New topic, new challenges.
The new topic caught our group somewhat by surprise, since we had the face-to-face meeting on Monday morning and nobody could check the material… This was not good, more so since I was leading the meeting ! However, I must admit that it was very nice to see where the discussion led us.
When it comes to openness and sharing, I guess most of us agree that the Nordic countries are quite good at it. I live and work in Sweden and, after some years here, I have got used to give a lot of things for granted when it comes to open education and sharing teaching material. However, a member from our group is from Brazil, and when we read the scenario for this topic she mentioned a few issues that surprised more than one in the meeting (mostly those working in the Nordic countries). Then, another person explained the situation in her home country, South Africa, which was also an eye-opener for some. All these comments about the difficulties to be open and share in higher education took me back to my pre-PhD period, in Spain. I could totally identify most of the difficulties in open learning raised by my two colleagues.

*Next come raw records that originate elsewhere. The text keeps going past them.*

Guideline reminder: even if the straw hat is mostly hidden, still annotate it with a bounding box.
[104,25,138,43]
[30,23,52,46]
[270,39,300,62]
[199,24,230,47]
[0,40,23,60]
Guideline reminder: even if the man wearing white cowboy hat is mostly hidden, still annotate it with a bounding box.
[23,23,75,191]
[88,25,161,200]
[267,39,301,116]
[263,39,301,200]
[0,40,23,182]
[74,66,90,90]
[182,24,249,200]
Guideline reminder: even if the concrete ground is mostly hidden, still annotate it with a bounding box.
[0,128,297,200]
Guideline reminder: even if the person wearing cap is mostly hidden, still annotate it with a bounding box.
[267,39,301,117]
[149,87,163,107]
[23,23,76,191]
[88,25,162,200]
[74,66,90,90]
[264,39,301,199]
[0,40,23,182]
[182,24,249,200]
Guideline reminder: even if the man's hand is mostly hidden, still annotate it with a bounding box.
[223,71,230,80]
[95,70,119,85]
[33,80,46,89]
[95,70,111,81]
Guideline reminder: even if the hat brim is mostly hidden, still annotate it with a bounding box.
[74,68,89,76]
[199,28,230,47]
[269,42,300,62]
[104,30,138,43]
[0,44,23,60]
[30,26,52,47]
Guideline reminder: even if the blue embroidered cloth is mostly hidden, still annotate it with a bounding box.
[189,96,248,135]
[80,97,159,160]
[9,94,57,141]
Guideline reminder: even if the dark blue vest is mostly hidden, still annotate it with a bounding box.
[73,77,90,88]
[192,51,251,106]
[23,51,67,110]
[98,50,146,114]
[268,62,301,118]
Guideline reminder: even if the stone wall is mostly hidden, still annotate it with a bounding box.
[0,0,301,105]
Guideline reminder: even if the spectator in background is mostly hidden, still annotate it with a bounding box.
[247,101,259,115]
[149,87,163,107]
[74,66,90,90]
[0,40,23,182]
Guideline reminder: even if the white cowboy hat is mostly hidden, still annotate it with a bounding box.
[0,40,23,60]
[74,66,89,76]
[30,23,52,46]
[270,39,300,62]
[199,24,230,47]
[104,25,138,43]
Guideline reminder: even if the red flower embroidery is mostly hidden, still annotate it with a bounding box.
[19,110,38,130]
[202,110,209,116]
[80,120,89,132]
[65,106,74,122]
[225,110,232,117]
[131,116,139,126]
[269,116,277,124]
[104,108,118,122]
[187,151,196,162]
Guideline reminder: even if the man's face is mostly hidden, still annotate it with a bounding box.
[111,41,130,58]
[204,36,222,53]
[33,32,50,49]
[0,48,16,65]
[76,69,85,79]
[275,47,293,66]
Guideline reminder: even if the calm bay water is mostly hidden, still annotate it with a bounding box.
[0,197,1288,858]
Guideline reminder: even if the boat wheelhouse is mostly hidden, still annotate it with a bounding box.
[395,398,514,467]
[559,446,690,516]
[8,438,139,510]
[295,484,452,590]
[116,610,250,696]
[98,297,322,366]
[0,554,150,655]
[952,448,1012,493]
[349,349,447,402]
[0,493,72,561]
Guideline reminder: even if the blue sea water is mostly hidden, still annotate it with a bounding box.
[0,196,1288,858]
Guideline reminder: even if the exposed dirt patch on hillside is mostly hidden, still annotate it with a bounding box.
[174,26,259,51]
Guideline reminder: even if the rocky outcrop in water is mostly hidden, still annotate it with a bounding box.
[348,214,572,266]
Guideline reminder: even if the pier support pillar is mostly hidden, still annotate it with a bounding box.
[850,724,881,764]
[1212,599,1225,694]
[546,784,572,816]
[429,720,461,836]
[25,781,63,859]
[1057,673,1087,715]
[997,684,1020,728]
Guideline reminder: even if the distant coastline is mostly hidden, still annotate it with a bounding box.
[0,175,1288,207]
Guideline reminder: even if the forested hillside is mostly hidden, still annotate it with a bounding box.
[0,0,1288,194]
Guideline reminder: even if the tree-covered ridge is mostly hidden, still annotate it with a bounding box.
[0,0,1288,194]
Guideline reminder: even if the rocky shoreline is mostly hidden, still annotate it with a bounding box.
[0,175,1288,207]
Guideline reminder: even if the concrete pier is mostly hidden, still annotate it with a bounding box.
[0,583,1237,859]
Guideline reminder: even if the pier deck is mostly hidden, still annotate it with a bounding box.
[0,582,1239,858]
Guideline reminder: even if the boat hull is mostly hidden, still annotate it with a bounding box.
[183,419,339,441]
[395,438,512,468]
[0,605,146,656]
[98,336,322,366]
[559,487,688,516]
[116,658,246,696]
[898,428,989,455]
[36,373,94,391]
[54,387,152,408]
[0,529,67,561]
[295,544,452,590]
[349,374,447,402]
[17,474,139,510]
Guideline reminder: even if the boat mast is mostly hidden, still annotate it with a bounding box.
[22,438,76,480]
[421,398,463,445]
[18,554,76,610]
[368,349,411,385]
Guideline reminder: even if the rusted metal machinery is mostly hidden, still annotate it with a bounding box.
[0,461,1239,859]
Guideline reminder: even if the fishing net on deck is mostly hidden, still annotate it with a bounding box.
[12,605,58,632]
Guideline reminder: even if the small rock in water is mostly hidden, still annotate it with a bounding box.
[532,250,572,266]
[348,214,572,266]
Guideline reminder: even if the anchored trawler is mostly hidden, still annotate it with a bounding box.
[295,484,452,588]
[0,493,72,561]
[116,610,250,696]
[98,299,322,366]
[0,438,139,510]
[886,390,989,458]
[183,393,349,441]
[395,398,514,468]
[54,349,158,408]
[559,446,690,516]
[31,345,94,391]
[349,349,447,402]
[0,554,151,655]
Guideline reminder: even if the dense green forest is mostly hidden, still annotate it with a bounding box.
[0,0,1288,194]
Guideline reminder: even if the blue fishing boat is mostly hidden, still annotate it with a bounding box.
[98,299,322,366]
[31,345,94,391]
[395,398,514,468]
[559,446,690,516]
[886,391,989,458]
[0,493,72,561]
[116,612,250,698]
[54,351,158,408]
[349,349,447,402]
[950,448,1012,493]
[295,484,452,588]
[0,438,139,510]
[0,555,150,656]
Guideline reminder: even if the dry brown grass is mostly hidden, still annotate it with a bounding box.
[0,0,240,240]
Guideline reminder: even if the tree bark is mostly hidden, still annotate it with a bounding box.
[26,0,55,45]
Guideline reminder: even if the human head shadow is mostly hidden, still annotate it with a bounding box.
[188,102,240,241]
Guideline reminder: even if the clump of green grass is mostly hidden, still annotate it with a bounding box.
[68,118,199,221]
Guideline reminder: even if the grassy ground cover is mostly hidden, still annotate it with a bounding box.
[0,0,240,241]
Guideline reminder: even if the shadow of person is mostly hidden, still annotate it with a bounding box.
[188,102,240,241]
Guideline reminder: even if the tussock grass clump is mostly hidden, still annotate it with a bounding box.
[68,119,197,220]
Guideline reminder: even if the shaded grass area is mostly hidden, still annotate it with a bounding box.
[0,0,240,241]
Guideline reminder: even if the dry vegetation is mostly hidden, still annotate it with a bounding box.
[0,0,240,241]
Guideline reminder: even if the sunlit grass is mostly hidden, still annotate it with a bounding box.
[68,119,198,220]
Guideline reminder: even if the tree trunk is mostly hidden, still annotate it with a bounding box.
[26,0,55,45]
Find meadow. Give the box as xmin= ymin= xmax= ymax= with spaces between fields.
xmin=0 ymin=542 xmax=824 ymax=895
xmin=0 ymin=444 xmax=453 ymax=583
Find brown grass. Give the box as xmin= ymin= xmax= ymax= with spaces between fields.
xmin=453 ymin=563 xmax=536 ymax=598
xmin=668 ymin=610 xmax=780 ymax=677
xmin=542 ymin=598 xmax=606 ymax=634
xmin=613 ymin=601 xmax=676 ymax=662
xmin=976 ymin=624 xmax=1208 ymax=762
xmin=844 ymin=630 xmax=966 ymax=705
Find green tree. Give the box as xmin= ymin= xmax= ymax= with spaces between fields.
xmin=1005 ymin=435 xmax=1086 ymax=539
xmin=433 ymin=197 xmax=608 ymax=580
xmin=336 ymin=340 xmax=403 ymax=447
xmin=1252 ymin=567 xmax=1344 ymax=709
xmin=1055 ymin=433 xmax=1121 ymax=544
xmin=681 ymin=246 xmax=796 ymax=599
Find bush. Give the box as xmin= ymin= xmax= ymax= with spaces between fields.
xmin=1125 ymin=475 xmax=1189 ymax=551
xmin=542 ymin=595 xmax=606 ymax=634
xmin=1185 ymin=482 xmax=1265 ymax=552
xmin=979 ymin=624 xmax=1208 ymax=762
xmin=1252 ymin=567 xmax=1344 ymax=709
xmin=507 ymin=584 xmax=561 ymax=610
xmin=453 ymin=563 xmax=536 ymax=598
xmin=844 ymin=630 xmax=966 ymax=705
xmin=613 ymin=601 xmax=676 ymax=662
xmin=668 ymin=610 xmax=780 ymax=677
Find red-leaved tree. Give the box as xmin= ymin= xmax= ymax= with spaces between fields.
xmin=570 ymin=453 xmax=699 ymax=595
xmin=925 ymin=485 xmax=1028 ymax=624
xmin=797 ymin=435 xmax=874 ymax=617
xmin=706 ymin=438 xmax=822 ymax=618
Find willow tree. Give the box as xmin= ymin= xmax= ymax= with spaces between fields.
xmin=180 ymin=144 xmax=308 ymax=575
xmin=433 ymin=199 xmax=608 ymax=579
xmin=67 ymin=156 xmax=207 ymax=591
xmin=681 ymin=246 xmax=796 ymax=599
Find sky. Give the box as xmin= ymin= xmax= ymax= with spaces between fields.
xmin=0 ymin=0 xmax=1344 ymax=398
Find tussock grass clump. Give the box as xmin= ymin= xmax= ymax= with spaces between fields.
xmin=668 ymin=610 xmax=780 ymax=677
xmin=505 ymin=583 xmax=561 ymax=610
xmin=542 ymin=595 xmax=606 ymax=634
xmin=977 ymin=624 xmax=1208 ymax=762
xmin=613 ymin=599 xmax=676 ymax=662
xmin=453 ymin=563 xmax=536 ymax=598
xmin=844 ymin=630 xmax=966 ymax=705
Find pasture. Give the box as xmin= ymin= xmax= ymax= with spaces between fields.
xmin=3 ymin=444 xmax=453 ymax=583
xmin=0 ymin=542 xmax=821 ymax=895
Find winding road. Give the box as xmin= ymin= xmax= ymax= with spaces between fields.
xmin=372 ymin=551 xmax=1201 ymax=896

With this background, I started to check the material for Topic 2. The information about the Creative Commons (although a bit repetitive given the workshop on Topic 1), and the MOOCs was nice. But the highlight for me has been the TED talk by Dr. David Wiley. In the context of our PBL group meeting, you can clearly tell he is coming from a USA background where everything related to open (and free) education is problematic. There are three messages that I will take home from his talk; (i) education is not competitive, but giving and sharing (generosity), (ii) at the moment, we have an unprecedented capacity to share, (iii) most problems in the new digital education era come from outdated thinking. For those like me, working in the Nordic countries (higher education is totally free) the future seems to look promising, and the online era is rapidly being integrated to higher education. But, in ALL those countries where higher education is not 100% free, digital education will create a lot of conflicts, since the “openness” factor will have to get bigger than the “profit” factor. How to do this in a successful way? I have no idea. But I guess (and hope!) courses like the one we are following will help.
After re-reading my blog, I want to clarify that not everything related to online teaching/learning in the Nordic countries is better, it is just easier. How other countries adapt to the new higher-education environment will define their future success to attract international students. In the case of Spain, I would like to highlight that although the system is not facilitating the openness factor, most of the professionals I know in education are very generous by nature. Hopefully this individual factor will prevail over the profit-view of institutions.